Eğer kiralanana yapılacak tadilat, değiştirme veya genişletme işlemleri kiracının o taşınmazda ikametgah etmesini engelleyecek düzeydeyse bu durumda kiracının tahliyesine karar verilir. Taşınmazın bu işlemler sırasında ikametgaha elverişli olup olmadığı da bilirkişi raporu sayesinde anlaşılır. Bilirkişi raporunda taşınmazda oturup oturulamayacağının fennen tespiti yeterlidir. Ayrıca hayati tehlikenin arz edip arz etmediğinin tespitinin yapılmasına gerek yoktur.

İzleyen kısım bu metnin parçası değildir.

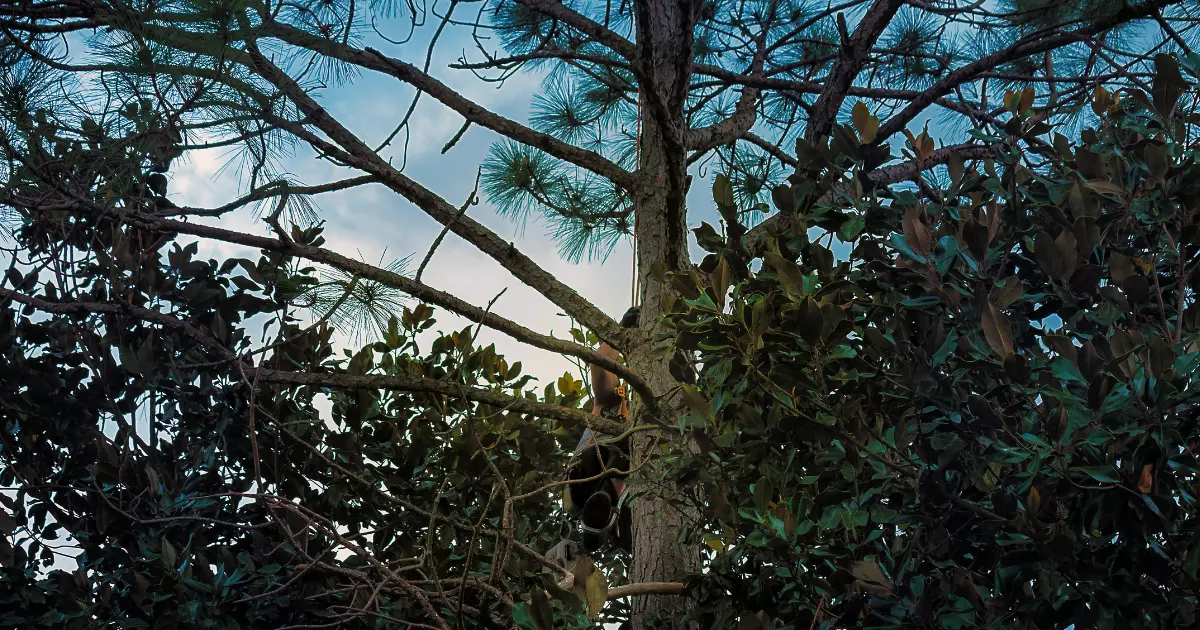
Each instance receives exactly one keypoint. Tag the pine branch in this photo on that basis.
(583, 24)
(372, 59)
(755, 240)
(1030, 45)
(853, 54)
(322, 379)
(359, 155)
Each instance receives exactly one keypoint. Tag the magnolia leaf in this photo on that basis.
(1033, 501)
(1120, 268)
(1104, 186)
(1146, 481)
(1169, 84)
(695, 400)
(997, 330)
(864, 123)
(762, 495)
(791, 276)
(543, 613)
(916, 233)
(1007, 292)
(1026, 101)
(870, 579)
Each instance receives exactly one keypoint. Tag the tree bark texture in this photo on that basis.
(665, 40)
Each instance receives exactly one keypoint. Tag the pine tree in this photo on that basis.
(639, 100)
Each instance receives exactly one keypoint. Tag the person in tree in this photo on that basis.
(597, 492)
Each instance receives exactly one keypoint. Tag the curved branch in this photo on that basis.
(843, 75)
(583, 24)
(361, 156)
(646, 588)
(421, 292)
(323, 379)
(372, 59)
(1030, 45)
(276, 189)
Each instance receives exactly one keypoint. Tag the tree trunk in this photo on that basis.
(664, 31)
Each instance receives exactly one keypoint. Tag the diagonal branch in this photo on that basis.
(417, 289)
(372, 59)
(755, 240)
(853, 55)
(361, 156)
(323, 379)
(275, 189)
(583, 24)
(1030, 45)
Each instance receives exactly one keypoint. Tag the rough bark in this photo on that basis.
(665, 48)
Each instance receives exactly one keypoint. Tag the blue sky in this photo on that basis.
(371, 221)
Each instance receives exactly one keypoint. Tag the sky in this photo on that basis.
(376, 225)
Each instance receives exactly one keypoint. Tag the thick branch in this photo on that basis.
(852, 58)
(276, 189)
(321, 379)
(421, 292)
(361, 156)
(583, 24)
(473, 112)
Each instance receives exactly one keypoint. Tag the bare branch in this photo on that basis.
(853, 54)
(322, 379)
(372, 59)
(755, 240)
(583, 24)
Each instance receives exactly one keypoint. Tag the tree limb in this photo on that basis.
(361, 156)
(372, 59)
(583, 24)
(323, 379)
(1030, 45)
(755, 240)
(853, 54)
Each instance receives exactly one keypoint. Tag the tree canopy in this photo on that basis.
(952, 387)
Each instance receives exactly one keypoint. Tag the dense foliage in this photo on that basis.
(984, 415)
(952, 388)
(987, 414)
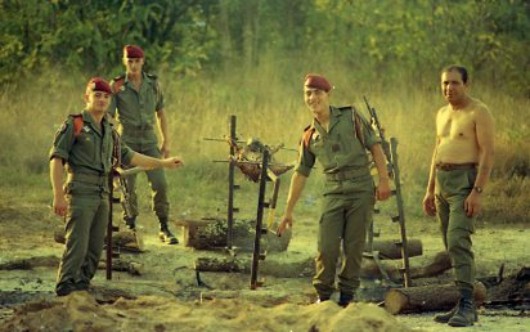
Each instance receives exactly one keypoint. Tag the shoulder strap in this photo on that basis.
(78, 123)
(357, 122)
(308, 132)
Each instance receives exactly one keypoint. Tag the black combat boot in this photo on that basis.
(321, 299)
(131, 223)
(466, 313)
(345, 299)
(445, 317)
(165, 234)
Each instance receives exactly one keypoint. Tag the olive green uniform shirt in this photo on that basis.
(348, 201)
(136, 110)
(338, 149)
(91, 151)
(88, 155)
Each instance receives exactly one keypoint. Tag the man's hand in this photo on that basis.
(472, 204)
(60, 206)
(428, 205)
(383, 190)
(287, 222)
(172, 162)
(164, 149)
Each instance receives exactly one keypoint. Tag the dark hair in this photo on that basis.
(461, 69)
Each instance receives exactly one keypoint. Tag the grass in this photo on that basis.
(268, 106)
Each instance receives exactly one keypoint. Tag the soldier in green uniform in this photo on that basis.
(84, 146)
(460, 169)
(138, 105)
(338, 138)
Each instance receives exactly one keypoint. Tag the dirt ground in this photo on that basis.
(168, 297)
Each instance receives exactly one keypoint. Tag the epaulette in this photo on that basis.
(77, 120)
(153, 76)
(119, 78)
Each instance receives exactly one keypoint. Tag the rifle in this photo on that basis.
(390, 151)
(374, 119)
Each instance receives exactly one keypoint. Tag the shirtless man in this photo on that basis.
(460, 169)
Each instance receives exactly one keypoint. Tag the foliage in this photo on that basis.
(217, 58)
(379, 42)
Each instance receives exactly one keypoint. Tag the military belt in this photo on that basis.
(95, 179)
(455, 167)
(136, 130)
(347, 174)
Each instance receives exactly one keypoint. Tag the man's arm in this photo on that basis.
(383, 188)
(56, 177)
(164, 133)
(485, 132)
(295, 191)
(147, 162)
(486, 143)
(428, 201)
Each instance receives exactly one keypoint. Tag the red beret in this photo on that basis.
(133, 51)
(98, 84)
(317, 82)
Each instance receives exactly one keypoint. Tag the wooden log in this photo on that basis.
(124, 240)
(293, 268)
(390, 249)
(30, 263)
(210, 234)
(428, 298)
(439, 265)
(133, 268)
(207, 264)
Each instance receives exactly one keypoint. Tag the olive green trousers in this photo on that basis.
(452, 189)
(343, 225)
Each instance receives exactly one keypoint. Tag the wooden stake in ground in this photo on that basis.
(428, 298)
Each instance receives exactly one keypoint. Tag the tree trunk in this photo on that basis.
(390, 249)
(428, 298)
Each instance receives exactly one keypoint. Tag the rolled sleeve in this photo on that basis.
(112, 107)
(306, 160)
(126, 154)
(63, 141)
(370, 136)
(159, 98)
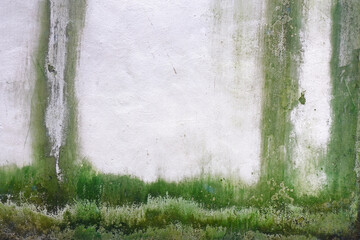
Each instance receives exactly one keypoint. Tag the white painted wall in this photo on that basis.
(18, 39)
(163, 92)
(312, 120)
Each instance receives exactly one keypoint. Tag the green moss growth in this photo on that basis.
(172, 217)
(282, 56)
(340, 160)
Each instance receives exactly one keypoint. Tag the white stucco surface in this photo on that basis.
(18, 39)
(167, 89)
(312, 120)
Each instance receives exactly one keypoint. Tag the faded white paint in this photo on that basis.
(55, 71)
(152, 101)
(313, 119)
(19, 31)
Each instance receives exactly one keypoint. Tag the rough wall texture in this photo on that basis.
(227, 103)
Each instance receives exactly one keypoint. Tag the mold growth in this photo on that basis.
(340, 159)
(281, 60)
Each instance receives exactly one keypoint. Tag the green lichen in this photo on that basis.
(340, 160)
(282, 55)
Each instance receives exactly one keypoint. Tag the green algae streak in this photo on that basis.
(282, 56)
(345, 40)
(203, 205)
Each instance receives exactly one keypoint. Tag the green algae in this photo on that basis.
(204, 206)
(340, 160)
(282, 55)
(164, 213)
(68, 152)
(45, 165)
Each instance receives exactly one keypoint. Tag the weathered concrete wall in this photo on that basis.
(19, 30)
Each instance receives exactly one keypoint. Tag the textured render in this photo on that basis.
(178, 98)
(159, 119)
(19, 32)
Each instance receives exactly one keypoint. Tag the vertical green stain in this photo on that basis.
(282, 55)
(56, 192)
(68, 152)
(45, 177)
(345, 40)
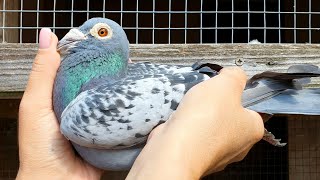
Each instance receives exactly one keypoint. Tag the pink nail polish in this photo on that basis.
(44, 38)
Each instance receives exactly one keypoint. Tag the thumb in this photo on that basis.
(44, 69)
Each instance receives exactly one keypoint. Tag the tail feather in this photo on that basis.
(305, 102)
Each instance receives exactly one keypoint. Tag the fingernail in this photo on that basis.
(45, 38)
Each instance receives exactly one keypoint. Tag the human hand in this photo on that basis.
(43, 151)
(209, 130)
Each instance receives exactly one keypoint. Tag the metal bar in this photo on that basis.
(294, 21)
(3, 21)
(249, 21)
(157, 12)
(310, 21)
(71, 21)
(153, 19)
(137, 23)
(169, 23)
(264, 22)
(201, 14)
(20, 28)
(104, 8)
(54, 15)
(279, 17)
(121, 12)
(38, 8)
(185, 21)
(88, 8)
(216, 24)
(232, 20)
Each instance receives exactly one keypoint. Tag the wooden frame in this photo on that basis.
(16, 62)
(16, 59)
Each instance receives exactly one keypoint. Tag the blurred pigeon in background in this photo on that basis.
(107, 107)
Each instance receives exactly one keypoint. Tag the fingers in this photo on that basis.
(44, 68)
(258, 125)
(231, 82)
(235, 76)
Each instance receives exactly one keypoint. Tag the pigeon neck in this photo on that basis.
(72, 78)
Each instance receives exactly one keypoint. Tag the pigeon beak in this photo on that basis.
(70, 40)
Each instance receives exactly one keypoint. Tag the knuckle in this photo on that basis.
(235, 76)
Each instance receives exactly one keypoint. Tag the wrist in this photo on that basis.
(164, 157)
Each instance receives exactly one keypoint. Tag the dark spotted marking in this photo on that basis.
(121, 145)
(93, 115)
(75, 129)
(78, 120)
(85, 119)
(155, 90)
(116, 111)
(79, 135)
(120, 91)
(131, 93)
(106, 112)
(191, 78)
(86, 130)
(124, 121)
(120, 103)
(138, 135)
(174, 105)
(112, 106)
(90, 104)
(160, 122)
(129, 107)
(175, 89)
(97, 96)
(129, 97)
(166, 93)
(102, 121)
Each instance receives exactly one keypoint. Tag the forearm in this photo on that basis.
(165, 157)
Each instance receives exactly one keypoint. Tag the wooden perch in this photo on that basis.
(16, 59)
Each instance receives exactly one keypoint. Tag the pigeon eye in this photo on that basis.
(103, 32)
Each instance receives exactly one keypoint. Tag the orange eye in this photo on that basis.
(103, 32)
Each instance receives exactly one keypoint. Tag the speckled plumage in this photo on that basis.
(107, 107)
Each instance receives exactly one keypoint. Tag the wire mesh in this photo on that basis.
(169, 21)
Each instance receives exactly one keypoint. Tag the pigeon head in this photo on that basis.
(97, 48)
(95, 35)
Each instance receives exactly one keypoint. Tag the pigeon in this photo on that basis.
(107, 107)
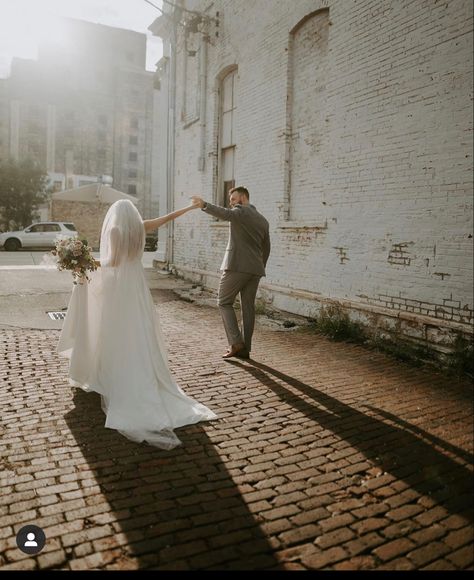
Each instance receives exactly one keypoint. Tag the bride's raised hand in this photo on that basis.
(196, 202)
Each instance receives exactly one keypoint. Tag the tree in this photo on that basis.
(23, 188)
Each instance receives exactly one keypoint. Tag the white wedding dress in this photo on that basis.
(112, 336)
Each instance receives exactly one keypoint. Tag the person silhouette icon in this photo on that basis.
(31, 539)
(31, 543)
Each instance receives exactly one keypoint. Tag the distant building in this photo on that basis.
(351, 125)
(84, 111)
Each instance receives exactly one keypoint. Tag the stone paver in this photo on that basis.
(325, 456)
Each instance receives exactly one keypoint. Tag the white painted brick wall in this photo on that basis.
(397, 202)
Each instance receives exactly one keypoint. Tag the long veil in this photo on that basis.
(113, 338)
(123, 236)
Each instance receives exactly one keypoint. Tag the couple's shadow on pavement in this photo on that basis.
(426, 463)
(170, 510)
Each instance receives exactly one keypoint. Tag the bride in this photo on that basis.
(114, 342)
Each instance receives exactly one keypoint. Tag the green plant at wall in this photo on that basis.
(332, 321)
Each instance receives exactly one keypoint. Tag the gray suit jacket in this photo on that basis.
(249, 238)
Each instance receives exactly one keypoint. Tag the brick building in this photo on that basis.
(351, 125)
(84, 110)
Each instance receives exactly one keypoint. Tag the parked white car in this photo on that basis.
(40, 235)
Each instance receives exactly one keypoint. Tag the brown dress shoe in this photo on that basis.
(234, 349)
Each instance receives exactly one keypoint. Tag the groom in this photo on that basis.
(243, 265)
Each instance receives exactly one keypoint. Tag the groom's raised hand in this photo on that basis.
(197, 201)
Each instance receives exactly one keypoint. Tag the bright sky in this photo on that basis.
(23, 23)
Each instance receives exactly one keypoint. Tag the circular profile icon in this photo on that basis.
(30, 539)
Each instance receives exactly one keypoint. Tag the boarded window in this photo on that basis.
(308, 148)
(227, 137)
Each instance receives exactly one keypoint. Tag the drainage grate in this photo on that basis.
(57, 315)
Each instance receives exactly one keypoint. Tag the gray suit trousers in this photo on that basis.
(231, 284)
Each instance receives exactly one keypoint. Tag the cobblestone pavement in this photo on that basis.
(325, 456)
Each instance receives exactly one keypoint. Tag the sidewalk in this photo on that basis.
(325, 456)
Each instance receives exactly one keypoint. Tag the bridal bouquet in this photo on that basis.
(74, 255)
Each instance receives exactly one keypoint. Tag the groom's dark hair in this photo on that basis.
(242, 190)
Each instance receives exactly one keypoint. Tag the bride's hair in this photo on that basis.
(123, 234)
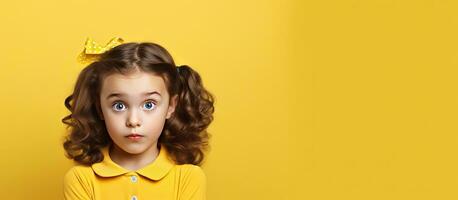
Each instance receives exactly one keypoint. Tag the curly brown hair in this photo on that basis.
(185, 133)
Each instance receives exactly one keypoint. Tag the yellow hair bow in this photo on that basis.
(92, 50)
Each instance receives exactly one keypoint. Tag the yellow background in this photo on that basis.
(314, 99)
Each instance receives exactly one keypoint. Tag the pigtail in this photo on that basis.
(84, 141)
(185, 135)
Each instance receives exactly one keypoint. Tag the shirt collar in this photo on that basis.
(154, 171)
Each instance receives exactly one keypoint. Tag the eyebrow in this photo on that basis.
(122, 94)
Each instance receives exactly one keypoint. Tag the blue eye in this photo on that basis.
(149, 105)
(118, 106)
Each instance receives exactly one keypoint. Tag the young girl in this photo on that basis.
(138, 126)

- Tadilata İlişkin Onaylı Proje Bulunmalıdır.
Esaslı tadilat nedeniyle tahliyenin mümkün olabilmesi için onaylı bir projenin bulunması gerekir. İmarca onaylı proje ve ruhsatın dava dilekçesinin ekinde sunulması gerekir. Eğer bu belgeler dava ekinde sunulmamışsa bu durumda davacıya süre verilmelidir. Ayrıca projenin imar mevzuatına göre uygulanabilecek bir proje olup olmadığının keşif yapılarak belirlenmesi gerekir. Nihayet ‘’ T.C YARGITAY 3.Hukuk Dairesi 28.11.2017 tarih 2017/ 7211 Es. 2017 / 16601 K. Sayılı ilamında ‘’ Somut olayda, davacı vekili, avam projenin binanın tümü için hazırlandığı uygulanacağı alanın konumu nedeniyle hazırlanmasının vakit aldığını, bu nedenle projenin onay aşamasına gelmediğini beyanla süre verilmesini talep etmiştir. Yukarıda açıklandığı üzere projenin dava tarihinden sonra ibrazı mümkün olduğuna göre Mahkemece ilgili tarafa proje ibrazı için makul bir süre verilmesi ve ibraz edilmemesi halinde davanın reddine karar verilmesi gerekirken davacıya herhangi bir kesin süre verilmeden istemin reddine karar verilmesi doğru olmadığı gibi, ayrıca gönderilen ihtarnamede yeniden inşaat ve esaslı tamirden bahsedilmemiş olması da tahliye davasının açılmasına engel değildir. Bu nedenlerle yazılı gerekçe ile davanın reddine karar verilmesi usul ve yasaya aykırı olup hükmün bozulması gerekmiştir. ’şeklinde hüküm tesis etmiştir.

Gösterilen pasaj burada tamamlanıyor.